As you set yourself under these stories often enough, the stories begin to shape how you live in the world of your ordinary, every-day life. For instance, you are faced with an impossible situation and everybody else says, “We are a dead end. There is nothing to be done but to give up.” You begin to look for signs that God is at work with resurrecting power. You begin to look for the risen Christ to make a way where there is no way.
Or, you meet a stranger and the world says to you, “You better be on your guard. Perhaps she is dangerous. Perhaps he will hurt you.” However, you enter into relationship with him or her and you wonder, “Is she an angel in disguise? Is he a messenger from God with surprising news that will bless my life in unexpected ways?”
You may be struggling to find your way forward and you go for a walk by the lake. When you see the water you remember, “I am a baptized person. I have been claimed as a beloved child of the One who went to hell and back so that I may know that nothing in life or death, in sickness or in health, nothing in all creation can ever come between me and the love of God made visible in Christ Jesus my Lord.”
These stories tell us where to find hope. They tell us where to find courage. They tell us where to find strength for the day. One of the great blessings of being part of the Church is helping people wrestle with these stories. It is a gift to help them get these stories into their hearts and minds, so that they see the world from inside the Story of God’s action in the world.
You need the stories we tell here so that you can face all that life will bring you. When the bully in the workplace tries to intimidate you, you will face the situation differently when you know the story of David and Goliath; when you know that David found courage to face Goliath because trusted that God was with him. God had been preparing him for this moment and had given him the gifts and skills he needed through long, lonely nights of watching sheep and protecting them from lions. God is with you too, giving you what you need to face the giants that threaten you.
Or, when you are asked to do something that compromises what you know to be good and true and right, you face the situation differently when you have wrestled with the story of Daniel in the lion’s den. You remember the story of Shadrach, Meshach and Abednego, figuring out how to live faithfully even while they worked in the Babylonian civil service. Have that story in your heart and you find the courage to live authentically, faithfully even in very ambiguous situations.

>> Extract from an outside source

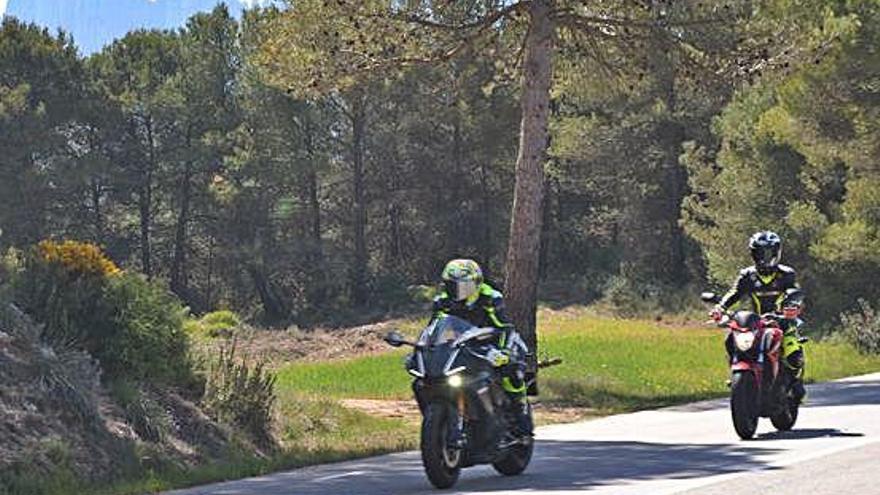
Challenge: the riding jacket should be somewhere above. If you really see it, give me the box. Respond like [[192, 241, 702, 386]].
[[719, 264, 798, 316]]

You need to know the twenty-third Psalm deep in your bones so that when life takes you through deep valleys, you cling to the promise, “The Lord is my Shepherd; I have everything I need.” You hold on knowing that the Good Shepherd will leave 99 sheep in the sheepfold in order to go looking for the one that is lost and won’t give up until the lost is found. That story becomes the rock where you find refuge and hope and a reason to keep living.
Everybody lives their life by some script. Every community is shaped by some story. Our story is the story of a living God who loves us with death-defying love. Our story is the story of a crucified and risen Saviour who takes and blesses and gives the broken pieces of our lives so that we become instruments of God’s grace and love and hope and peace. Our story is the story of the Holy Spirit who adopts us into a community of faith and then sends us into the world to tell the story of God’s healing, reconciling, redeeming work in ordinary lives.
Easter is formed among the people who worship this God. The risen Christ shows up and gives you hope and purpose and courage. Praise be to the One who meets us on the Way and leads us to new and joy.